Nepenthes kerrii appears to be most closely related to N. kongkandana. It is also similar to the Indochinese endemics N. andamana, N. bokorensis, and N. suratensis.

Nepenthes kerrii can be distinguished from all of these species, with the exception of N. kongkandana, on the basis of its laminae, which are obovate as opposed to linear to lanceolate. It also differs in having a persistent indumentum restricted to the leaf axils. In contrast, N. andamana and N. suratensis have a caducous indumentum on the upper parts of the plant, N. kongkandana has 0.3 mm long hairs covering the whole plant, and N. bokorensis has a variable indumentum covering all vegetative and floral parts. In addition, the androphore of N. kerrii is considerably shorter than that of N. bokorensis.

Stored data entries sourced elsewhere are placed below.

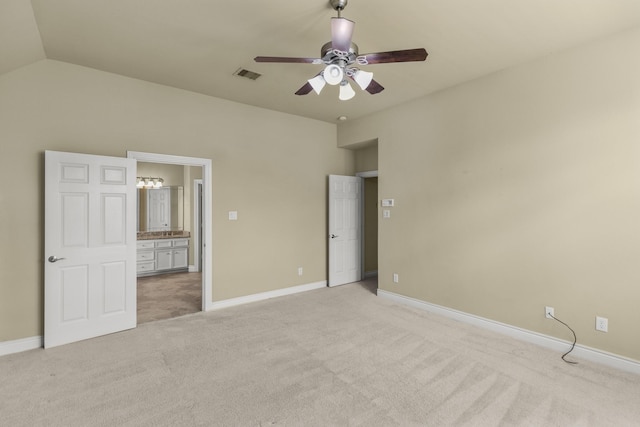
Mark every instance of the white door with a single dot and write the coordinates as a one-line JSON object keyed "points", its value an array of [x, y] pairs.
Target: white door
{"points": [[90, 246], [345, 201]]}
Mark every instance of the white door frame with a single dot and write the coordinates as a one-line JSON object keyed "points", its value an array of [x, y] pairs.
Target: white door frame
{"points": [[195, 195], [207, 196], [341, 224], [364, 175]]}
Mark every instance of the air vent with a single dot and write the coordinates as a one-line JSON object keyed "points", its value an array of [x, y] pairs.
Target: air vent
{"points": [[246, 73]]}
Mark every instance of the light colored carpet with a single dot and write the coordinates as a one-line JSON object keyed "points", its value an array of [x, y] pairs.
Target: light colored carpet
{"points": [[338, 356], [168, 295]]}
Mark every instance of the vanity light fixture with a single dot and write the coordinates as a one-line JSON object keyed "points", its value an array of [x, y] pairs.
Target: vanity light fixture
{"points": [[149, 182]]}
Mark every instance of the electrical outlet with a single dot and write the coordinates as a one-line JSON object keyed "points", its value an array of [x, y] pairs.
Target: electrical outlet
{"points": [[549, 311], [602, 324]]}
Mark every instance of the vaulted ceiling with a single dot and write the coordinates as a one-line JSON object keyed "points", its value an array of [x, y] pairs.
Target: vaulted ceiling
{"points": [[197, 45]]}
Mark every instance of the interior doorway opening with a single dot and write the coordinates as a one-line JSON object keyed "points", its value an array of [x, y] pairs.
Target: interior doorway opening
{"points": [[177, 290]]}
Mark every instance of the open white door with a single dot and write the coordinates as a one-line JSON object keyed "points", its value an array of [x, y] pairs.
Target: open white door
{"points": [[345, 202], [90, 246]]}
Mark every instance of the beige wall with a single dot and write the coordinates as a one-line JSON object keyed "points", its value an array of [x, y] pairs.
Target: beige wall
{"points": [[520, 190], [276, 181], [367, 158]]}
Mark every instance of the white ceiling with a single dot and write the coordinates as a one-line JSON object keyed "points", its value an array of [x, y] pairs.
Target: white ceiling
{"points": [[198, 44]]}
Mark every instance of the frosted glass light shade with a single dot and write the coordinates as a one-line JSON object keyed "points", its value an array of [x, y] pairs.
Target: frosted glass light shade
{"points": [[317, 83], [346, 92], [363, 78], [333, 74]]}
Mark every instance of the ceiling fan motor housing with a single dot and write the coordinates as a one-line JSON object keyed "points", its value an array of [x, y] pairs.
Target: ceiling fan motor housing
{"points": [[338, 4]]}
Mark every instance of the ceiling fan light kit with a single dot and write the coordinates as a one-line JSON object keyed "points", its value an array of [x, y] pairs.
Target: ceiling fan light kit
{"points": [[346, 91], [340, 54]]}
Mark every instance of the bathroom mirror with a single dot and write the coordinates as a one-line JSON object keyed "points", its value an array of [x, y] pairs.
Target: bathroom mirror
{"points": [[161, 209]]}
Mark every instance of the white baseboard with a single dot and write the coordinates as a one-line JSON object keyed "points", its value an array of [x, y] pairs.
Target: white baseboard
{"points": [[584, 352], [216, 305], [23, 344]]}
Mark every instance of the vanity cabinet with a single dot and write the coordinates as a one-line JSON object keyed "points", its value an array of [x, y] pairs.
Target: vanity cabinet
{"points": [[162, 256]]}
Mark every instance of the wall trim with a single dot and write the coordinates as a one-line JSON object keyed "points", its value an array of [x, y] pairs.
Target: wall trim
{"points": [[23, 344], [231, 302], [584, 352]]}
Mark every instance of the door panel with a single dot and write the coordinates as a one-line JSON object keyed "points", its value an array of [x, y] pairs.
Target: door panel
{"points": [[90, 246], [345, 201]]}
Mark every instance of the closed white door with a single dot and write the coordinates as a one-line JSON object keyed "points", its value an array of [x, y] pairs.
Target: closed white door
{"points": [[90, 246], [345, 202]]}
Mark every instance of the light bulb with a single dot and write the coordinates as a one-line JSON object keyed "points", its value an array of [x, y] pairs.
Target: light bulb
{"points": [[333, 74], [363, 78], [346, 91]]}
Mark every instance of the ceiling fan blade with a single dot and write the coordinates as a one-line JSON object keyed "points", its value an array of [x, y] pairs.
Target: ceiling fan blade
{"points": [[374, 87], [341, 33], [305, 89], [285, 59], [407, 55]]}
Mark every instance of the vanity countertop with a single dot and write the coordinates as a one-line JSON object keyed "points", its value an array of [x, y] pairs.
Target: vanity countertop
{"points": [[152, 235]]}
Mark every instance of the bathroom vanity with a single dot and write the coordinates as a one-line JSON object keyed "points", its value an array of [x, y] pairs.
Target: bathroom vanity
{"points": [[158, 254]]}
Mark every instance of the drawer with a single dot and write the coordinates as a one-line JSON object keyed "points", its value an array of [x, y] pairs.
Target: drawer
{"points": [[145, 244], [145, 266], [145, 256], [180, 242]]}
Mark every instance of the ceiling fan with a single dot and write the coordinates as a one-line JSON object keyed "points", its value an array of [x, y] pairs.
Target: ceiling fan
{"points": [[341, 59]]}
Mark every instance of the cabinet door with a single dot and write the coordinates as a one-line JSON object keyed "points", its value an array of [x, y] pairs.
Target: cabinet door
{"points": [[180, 258], [163, 259]]}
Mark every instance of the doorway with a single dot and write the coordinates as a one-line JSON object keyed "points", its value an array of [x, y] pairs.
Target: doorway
{"points": [[203, 277]]}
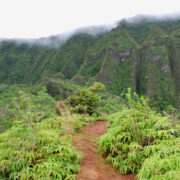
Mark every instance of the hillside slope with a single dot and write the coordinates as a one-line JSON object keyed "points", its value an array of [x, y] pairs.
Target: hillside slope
{"points": [[142, 55]]}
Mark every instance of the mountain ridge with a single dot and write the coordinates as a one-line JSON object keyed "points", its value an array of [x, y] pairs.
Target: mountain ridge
{"points": [[143, 56]]}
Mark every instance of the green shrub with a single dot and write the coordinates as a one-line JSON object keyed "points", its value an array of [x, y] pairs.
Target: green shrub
{"points": [[137, 135], [86, 101], [34, 148]]}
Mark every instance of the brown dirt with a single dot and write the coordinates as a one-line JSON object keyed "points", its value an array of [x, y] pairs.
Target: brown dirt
{"points": [[93, 166]]}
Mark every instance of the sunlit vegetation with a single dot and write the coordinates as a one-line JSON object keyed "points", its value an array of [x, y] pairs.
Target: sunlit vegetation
{"points": [[141, 141], [34, 148]]}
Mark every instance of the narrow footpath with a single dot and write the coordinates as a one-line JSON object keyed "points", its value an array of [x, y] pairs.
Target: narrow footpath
{"points": [[93, 166]]}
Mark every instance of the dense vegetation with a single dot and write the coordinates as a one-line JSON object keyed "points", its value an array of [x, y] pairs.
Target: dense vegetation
{"points": [[141, 141], [141, 54], [34, 148], [48, 93]]}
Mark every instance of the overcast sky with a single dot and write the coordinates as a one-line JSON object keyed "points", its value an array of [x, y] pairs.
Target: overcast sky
{"points": [[39, 18]]}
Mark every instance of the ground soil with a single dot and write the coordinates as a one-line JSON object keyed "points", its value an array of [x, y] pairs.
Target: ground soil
{"points": [[93, 166]]}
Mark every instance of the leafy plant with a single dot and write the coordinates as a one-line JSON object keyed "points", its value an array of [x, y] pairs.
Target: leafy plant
{"points": [[137, 135]]}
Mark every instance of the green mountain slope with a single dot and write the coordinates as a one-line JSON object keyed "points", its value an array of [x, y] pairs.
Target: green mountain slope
{"points": [[143, 55]]}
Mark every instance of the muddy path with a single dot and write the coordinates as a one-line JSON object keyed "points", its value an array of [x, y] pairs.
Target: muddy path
{"points": [[93, 166]]}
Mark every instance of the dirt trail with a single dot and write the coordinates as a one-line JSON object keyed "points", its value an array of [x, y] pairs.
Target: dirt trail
{"points": [[93, 166]]}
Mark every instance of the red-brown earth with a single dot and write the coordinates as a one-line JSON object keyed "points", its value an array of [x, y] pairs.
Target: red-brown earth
{"points": [[93, 166]]}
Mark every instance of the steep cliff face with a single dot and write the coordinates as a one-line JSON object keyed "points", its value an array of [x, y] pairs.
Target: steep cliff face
{"points": [[155, 75], [119, 67], [175, 62], [30, 64], [144, 56], [112, 61]]}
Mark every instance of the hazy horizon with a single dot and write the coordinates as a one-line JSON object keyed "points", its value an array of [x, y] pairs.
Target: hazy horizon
{"points": [[31, 19]]}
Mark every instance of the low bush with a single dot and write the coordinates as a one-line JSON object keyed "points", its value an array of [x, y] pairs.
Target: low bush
{"points": [[34, 147], [138, 135]]}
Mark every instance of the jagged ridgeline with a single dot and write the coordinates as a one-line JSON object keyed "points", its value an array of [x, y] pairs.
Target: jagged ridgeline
{"points": [[143, 55]]}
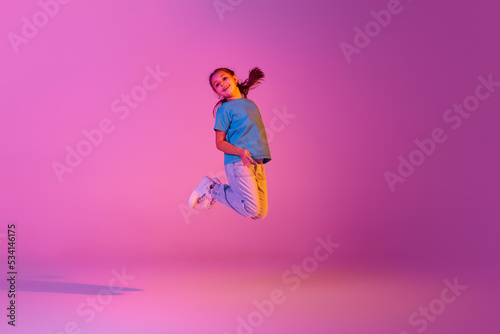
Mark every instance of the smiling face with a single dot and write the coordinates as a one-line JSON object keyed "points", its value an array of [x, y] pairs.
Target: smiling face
{"points": [[225, 85]]}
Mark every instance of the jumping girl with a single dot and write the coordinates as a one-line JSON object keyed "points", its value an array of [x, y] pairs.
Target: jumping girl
{"points": [[240, 134]]}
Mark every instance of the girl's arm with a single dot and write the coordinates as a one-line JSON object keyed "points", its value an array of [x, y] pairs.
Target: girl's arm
{"points": [[224, 146]]}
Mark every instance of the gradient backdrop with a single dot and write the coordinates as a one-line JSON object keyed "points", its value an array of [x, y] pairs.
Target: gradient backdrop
{"points": [[370, 149]]}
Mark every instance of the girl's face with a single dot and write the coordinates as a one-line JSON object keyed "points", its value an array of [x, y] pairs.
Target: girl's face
{"points": [[226, 85]]}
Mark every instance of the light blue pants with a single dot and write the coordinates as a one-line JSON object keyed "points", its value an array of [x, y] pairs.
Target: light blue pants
{"points": [[246, 192]]}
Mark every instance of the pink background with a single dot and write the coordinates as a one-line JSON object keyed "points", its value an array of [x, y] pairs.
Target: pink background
{"points": [[124, 205]]}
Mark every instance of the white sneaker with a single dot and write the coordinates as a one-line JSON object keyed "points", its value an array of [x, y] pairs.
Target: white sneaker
{"points": [[210, 202], [201, 192]]}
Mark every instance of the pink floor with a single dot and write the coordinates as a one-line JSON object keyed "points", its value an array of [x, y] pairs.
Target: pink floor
{"points": [[214, 298]]}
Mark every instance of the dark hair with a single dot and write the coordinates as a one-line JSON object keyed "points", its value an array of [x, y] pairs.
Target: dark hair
{"points": [[254, 79]]}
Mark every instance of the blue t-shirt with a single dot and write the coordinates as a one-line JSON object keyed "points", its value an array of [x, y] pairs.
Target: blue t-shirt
{"points": [[241, 121]]}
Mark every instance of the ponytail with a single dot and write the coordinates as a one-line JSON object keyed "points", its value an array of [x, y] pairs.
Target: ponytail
{"points": [[255, 77]]}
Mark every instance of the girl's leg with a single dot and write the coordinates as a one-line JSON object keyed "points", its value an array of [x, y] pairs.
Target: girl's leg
{"points": [[243, 193], [260, 177]]}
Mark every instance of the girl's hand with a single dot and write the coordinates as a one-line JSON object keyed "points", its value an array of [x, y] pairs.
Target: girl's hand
{"points": [[246, 158]]}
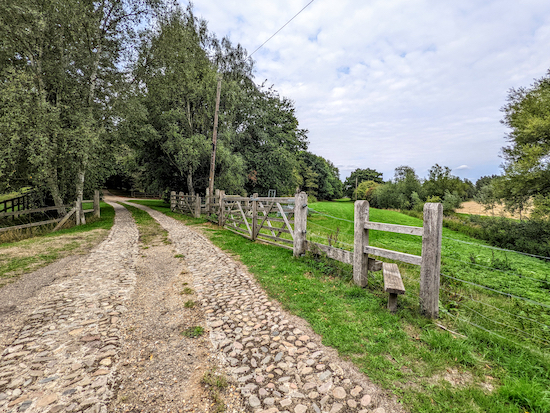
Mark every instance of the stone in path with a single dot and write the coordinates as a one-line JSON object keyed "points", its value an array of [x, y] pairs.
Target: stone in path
{"points": [[64, 358], [278, 367]]}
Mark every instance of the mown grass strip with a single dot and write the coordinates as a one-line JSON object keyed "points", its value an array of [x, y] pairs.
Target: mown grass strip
{"points": [[149, 229], [30, 254], [429, 369]]}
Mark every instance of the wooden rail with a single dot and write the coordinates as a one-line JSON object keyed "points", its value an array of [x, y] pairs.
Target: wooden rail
{"points": [[429, 261]]}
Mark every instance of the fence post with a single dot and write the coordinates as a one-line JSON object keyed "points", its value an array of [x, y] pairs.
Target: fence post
{"points": [[300, 224], [97, 211], [254, 216], [221, 213], [360, 241], [197, 206], [180, 201], [172, 201], [431, 259]]}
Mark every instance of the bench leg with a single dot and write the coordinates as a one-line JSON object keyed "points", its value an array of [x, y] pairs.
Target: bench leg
{"points": [[392, 303]]}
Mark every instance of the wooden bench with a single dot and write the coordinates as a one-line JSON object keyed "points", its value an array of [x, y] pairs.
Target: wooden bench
{"points": [[393, 284]]}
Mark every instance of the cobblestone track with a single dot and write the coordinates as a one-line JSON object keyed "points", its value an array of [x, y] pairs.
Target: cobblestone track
{"points": [[64, 358], [278, 367]]}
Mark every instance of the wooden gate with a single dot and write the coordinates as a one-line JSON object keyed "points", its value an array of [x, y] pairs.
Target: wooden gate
{"points": [[267, 219]]}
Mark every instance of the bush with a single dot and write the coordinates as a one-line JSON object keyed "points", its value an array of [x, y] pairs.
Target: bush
{"points": [[451, 202]]}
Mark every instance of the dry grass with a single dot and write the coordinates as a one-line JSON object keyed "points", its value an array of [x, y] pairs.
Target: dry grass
{"points": [[28, 255]]}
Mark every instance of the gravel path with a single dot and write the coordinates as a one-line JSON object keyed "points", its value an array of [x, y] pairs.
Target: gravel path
{"points": [[64, 357], [102, 333], [278, 361]]}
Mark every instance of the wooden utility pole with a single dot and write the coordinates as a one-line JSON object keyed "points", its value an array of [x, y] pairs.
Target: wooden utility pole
{"points": [[214, 139]]}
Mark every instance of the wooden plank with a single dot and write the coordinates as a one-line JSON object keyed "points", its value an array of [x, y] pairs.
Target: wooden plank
{"points": [[361, 240], [34, 224], [394, 255], [244, 219], [392, 279], [275, 219], [275, 244], [276, 238], [239, 231], [255, 229], [266, 215], [291, 232], [65, 219], [399, 229], [29, 211], [280, 231], [237, 221], [431, 259]]}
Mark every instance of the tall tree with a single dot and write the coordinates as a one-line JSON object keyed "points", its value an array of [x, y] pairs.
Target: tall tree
{"points": [[358, 176], [527, 157], [73, 50]]}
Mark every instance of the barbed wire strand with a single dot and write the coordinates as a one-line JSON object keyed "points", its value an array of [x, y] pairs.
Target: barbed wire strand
{"points": [[332, 230], [496, 269], [330, 216], [537, 351], [496, 248], [506, 325], [496, 308], [497, 291]]}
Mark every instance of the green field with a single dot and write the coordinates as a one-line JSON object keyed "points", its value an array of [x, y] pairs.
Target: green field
{"points": [[482, 367]]}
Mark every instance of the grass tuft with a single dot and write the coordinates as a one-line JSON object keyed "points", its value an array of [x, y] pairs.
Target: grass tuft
{"points": [[193, 332]]}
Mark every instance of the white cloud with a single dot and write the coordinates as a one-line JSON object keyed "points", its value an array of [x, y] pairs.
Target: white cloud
{"points": [[386, 83]]}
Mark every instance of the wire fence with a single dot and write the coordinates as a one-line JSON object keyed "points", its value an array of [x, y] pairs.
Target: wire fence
{"points": [[508, 315], [496, 248]]}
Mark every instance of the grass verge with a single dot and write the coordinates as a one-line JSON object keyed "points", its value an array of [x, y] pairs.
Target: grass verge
{"points": [[429, 369], [24, 256]]}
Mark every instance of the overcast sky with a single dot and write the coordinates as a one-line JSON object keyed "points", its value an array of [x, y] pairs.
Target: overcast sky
{"points": [[383, 83]]}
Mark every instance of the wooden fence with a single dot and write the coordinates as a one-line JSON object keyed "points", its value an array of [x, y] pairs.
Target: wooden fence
{"points": [[18, 203], [60, 220], [282, 221]]}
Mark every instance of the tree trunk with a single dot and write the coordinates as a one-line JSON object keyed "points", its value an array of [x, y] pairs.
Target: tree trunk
{"points": [[54, 190], [81, 219], [190, 182]]}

In their description of N. kerrii, Catalano and Kruetreepradit also note a number of other vegetative features that separate this species from N. kongkandana. The lower pitchers of N. kerrii are narrowly ovate with the hip positioned in the middle or upper portion of the trap, whereas those of N. kongkandana are tubular or slightly ventricose with the hip in the middle or lower portion. Nepenthes kerrii also produces longer tendrils that are two to three times as long as the pitcher; the tendrils of N. kongkandana are similar in length to the pitchers they bear. The peristome of the aerial pitchers is also distinct, being lobed and often striped with a distinct neck in N. kerrii and always lacking these features in N. kongkandana. Finally, the distance between the ventral wings of the upper pitchers is greater in N. kongkandana (10–12 mm versus 4–6 mm).